The designation “Objectivist” was made in 1931 when Louis Zukofsky edited the February issue of Poetry: A Magazine of Verse at the urging of Ezra Pound. The magazine contained the work of Zukofsky himself, Charles Reznikoff, Carl Rakosi, George Oppen, Basil Bunting, William Carlos Williams, Kenneth Rexroth, and many lesser-known poets. The name came about because of Harriet Monroe’s (the then editor of Poetry) request for a group title. As is often the case, the group’s name was more a matter of convenience to describe the poets’ connections to one another than it was a consciously set program.

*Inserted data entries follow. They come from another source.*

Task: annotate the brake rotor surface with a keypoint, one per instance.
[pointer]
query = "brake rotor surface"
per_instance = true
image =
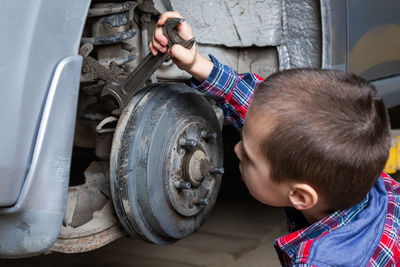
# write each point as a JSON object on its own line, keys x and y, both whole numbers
{"x": 166, "y": 163}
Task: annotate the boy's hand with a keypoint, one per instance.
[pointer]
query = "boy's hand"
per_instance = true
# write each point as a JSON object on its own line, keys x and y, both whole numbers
{"x": 183, "y": 58}
{"x": 186, "y": 59}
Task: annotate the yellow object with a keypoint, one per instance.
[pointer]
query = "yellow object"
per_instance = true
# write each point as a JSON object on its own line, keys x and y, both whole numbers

Zukofsky describes the founding of Objectivism in Prepositions: The Collected Critical Essays of Louis Zukofsky:
When I was a kid I started the Objectivist movement in
poetry. There were a few poets who felt sympathetic
towards each other and Harriet Monroe at the time
insisted, we’d better have a title for it, call it
something. I said, I don’t want to. She insisted; so, I
said, alright, if I can define it in an essay, and I used
two words, sincerity and objectification, and I was
sorry immediately. But it’s gone down into the history
books; they forgot the founder, thank heavens, and
kept the terms, and, of course, I said objectivist, and
they said objectivism and that makes all the difference.
Well, that was pretty bad, so then I spent the next
thirty years trying to make it simple.